La seconda casa nelle metropoli

Ad evidenziare questo fenomeno ci hanno pensato i dati resi noti da Facile.it e Mutui.it. I due portali specializzati hanno esaminato un campione di 15.835 richieste di mutui. Mettendo in luce che nelle grandi metropoli italiane la ricerca della seconda casa resta entro i confini cittadini. E non è orientata alla vacanza. Succede a Milano, dove il 74% dei richiedenti mutuo intende acquistare una casa ad uso investimento. Ma anche a Roma, dove la percentuale si abbassa di poco, al 72,7%. Il dato cambia se ci si sposta in altre regioni, dove le motivazioni all’acquisto della seconda casa possono essere differenti. I piemontesi puntano alla Liguria per la casa vacanza – 9,5% del campione – ma pensano alla Lombardia  – 6% – per attutire il pendolarismo lavorativo. I calabresi invece pensano al nord, dove figli e nipoti tendono a trasferirsi per motivi professionali o di studio.

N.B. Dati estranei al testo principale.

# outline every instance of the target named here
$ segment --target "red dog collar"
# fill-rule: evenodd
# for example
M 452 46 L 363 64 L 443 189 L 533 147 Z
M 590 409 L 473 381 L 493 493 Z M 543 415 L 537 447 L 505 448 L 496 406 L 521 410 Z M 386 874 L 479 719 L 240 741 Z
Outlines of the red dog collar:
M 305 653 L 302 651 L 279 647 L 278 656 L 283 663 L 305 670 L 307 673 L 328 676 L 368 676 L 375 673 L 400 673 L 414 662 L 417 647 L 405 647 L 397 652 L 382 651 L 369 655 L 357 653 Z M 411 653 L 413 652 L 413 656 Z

In generale il 7% delle richieste di mutuo sono riservate alla seconda casa e, rispetto agli anni precedenti, aumentano sia l’importo richiesto che il valore degli immobili scelti. Nel 2017 la media richiesta per i mutui è stata di 121.636 €, in crescita del 3,6% dal 2016. Mentre il valore medio degli immobili è salito a 191.691 €, con un significativo + 4,7% dal 2016. Il motivo? Non solo fattori congiunturali, ma anche vantaggi oggettivi e immediati. I tassi ai minimi storici, i prezzi degli immobili ancora stabili, le detrazioni fiscali per la ristrutturazione dell’immobile appena acquistato.